Theory: Activity Theory - Mathematical foundations
Theory: Equilibria Theory - Partitioning equations
Examples: Activity Examples - Working code examples
Tutorial: Activity Tutorial - Interactive notebook

FAQ¶

Which activity model should I use?¶

For dilute aqueous solutions: ActivityIdealMolar (Raoult's Law)
For hygroscopic inorganics: ActivityKappaParameter with measured kappa values
For organic aerosols: ActivityNonIdealBinary (BAT model)

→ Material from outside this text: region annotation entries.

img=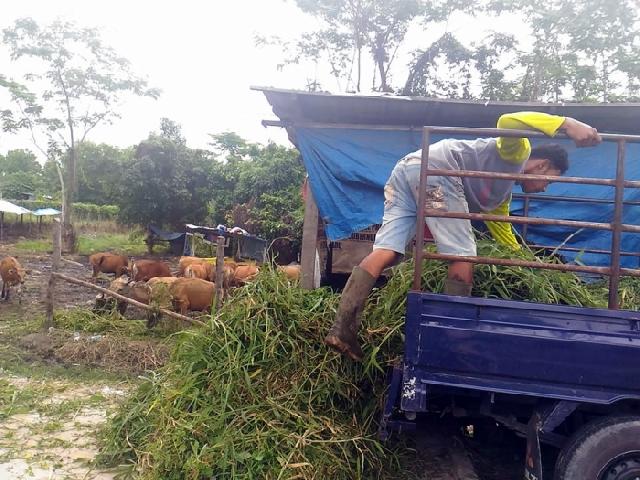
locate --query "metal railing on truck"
[413,127,640,309]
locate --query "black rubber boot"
[324,267,376,362]
[444,278,473,297]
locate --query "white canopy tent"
[0,200,31,215]
[0,199,31,240]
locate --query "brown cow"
[278,265,300,282]
[169,278,216,315]
[131,260,173,282]
[178,256,216,277]
[184,263,215,281]
[89,252,129,278]
[231,264,260,287]
[0,257,26,303]
[103,275,177,324]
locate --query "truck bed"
[401,291,640,412]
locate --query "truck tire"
[554,415,640,480]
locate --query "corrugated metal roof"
[251,87,640,135]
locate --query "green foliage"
[101,271,408,480]
[212,137,304,239]
[270,0,436,92]
[2,18,159,251]
[0,150,45,199]
[101,241,624,480]
[117,123,215,227]
[76,141,133,205]
[282,0,640,102]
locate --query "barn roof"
[251,87,640,135]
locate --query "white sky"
[0,0,521,157]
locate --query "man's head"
[518,143,569,193]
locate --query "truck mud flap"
[524,412,542,480]
[524,400,579,480]
[378,365,416,442]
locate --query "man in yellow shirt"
[325,112,601,361]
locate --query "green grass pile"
[102,271,410,479]
[101,243,640,480]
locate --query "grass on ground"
[16,232,147,255]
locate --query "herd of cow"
[0,252,300,327]
[89,253,300,327]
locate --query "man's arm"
[497,112,566,164]
[497,112,602,163]
[485,197,520,250]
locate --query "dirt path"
[0,372,129,480]
[0,244,178,316]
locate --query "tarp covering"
[31,208,62,217]
[0,200,31,215]
[295,127,640,268]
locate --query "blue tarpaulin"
[296,128,640,268]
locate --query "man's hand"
[560,117,602,147]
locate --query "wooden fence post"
[300,189,318,290]
[43,218,62,330]
[215,235,225,313]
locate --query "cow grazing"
[131,260,173,282]
[178,256,216,277]
[231,264,260,287]
[103,275,177,324]
[89,252,129,279]
[278,265,300,282]
[184,263,215,281]
[169,278,216,315]
[0,257,26,303]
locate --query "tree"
[117,123,214,227]
[76,141,133,205]
[402,33,473,98]
[268,0,438,92]
[206,132,305,239]
[0,150,44,199]
[489,0,640,102]
[3,18,159,251]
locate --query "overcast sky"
[0,0,528,157]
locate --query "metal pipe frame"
[512,193,640,206]
[413,127,640,309]
[527,243,640,257]
[425,210,640,233]
[427,168,640,188]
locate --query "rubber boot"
[324,267,376,362]
[444,278,473,297]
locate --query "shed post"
[43,218,62,330]
[300,188,318,290]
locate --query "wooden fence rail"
[51,272,206,326]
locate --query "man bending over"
[324,112,601,361]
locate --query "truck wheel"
[554,415,640,480]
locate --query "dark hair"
[529,143,569,174]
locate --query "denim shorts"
[373,156,476,256]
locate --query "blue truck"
[380,127,640,480]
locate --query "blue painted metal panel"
[402,292,640,411]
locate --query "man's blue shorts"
[373,152,476,256]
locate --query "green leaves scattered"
[101,246,640,480]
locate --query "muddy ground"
[0,244,524,480]
[0,244,177,480]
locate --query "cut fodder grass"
[54,336,170,374]
[54,308,186,338]
[100,243,628,480]
[97,271,408,479]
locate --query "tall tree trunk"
[62,146,76,253]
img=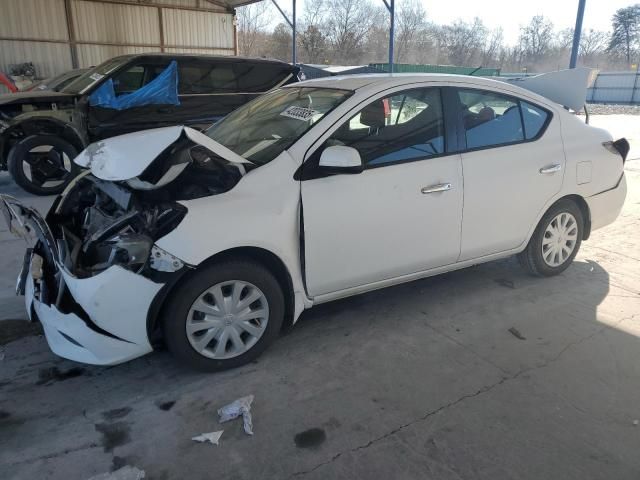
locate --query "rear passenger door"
[454,89,565,261]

How do I get activity coefficients?¶

Activity = activity coefficient x mole fraction. For ideal strategies, the activity coefficient is 1. For non-ideal strategies, you can compute activity coefficients by dividing activity by mole fraction.

Can I use custom activity models?¶

Yes. Subclass ActivityStrategy from particula.particles.activity_strategies and implement the activity() and partial_pressure() methods.

How does activity connect to equilibria?¶

Activity determines the effective concentration that drives phase equilibrium. The LiquidVaporPartitioningStrategy uses BAT model activity internally to compute gas-particle partitioning.